Examination of barriered and barrierless hydrogen atom abstraction reactions by organic radical cations: the cytosine radical cation

Abstract

The radical cations of the nucleobases cytosine and adenine are easily generated in a dual cell Fourier transform ion cyclotron resonance mass spectrometer by using the technique of laser-induced acoustic desorption coupled with electron ionization. The cytosine radical cation is found to undergo facile hydrogen atom abstraction reactions with a variety of neutral reagents even when barrierless, exothermic electron transfer reactions are expected to dominate. In contrast, the adenine radical cation undergoes hydrogen atom abstraction only slowly in most of the cases studied. The ionic curve-crossing model is used to rationalize these results.
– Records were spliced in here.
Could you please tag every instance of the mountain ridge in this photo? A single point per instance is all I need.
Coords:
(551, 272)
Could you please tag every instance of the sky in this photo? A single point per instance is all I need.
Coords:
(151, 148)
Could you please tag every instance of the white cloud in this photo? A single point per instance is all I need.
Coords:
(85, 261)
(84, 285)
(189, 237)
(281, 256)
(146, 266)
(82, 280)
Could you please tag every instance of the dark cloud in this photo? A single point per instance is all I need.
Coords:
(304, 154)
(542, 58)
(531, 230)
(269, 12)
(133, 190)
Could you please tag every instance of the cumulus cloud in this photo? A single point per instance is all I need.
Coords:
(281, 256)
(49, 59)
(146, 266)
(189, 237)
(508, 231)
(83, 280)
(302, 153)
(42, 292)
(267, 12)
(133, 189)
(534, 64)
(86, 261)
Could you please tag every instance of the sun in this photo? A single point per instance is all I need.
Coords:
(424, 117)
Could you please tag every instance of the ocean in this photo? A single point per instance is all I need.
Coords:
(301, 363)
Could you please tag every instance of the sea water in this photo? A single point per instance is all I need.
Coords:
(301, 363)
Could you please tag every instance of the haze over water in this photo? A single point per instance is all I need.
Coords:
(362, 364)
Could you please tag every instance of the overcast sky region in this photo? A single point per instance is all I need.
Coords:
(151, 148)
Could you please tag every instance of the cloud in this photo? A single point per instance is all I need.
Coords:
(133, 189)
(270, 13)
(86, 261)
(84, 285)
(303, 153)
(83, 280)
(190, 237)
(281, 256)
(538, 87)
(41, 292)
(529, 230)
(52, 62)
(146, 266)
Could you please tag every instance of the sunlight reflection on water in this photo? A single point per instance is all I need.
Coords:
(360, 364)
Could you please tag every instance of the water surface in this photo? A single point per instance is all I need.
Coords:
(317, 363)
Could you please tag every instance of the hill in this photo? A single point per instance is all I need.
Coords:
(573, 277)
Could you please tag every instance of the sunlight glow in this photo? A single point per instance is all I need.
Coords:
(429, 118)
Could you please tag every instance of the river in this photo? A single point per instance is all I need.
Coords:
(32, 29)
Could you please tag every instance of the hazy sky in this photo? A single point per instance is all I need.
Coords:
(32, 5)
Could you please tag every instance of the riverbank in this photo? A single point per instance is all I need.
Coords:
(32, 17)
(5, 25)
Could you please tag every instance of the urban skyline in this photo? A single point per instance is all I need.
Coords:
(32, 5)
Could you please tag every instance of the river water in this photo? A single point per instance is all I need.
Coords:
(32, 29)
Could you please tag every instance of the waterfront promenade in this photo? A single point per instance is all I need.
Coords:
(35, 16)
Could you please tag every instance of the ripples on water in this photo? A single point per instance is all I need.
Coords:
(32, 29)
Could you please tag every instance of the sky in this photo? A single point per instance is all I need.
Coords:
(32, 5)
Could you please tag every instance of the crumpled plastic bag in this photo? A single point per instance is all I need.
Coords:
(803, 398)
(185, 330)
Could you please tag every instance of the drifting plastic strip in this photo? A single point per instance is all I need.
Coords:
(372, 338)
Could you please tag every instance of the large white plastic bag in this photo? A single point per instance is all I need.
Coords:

Some of the thermodynamic and molecular properties of a radical cation that are favorable for efficient hydrogen atom abstraction are described in this article. Based on this analysis, dimethyl sulfoxide radical cation was predicted to abstract hydrogen atoms efficiently. Indeed, it was found to abstract hydrogen atoms at rates similar to cytosine radical cation. The transition from barriered to barrierless hydrogen atom abstraction that occurs as the ionization energy of the neutral hydrogen atom donor is lowered was used to “bracket” the recombination energy of cytosine radical cation at 8.9 ± 0.2 eV.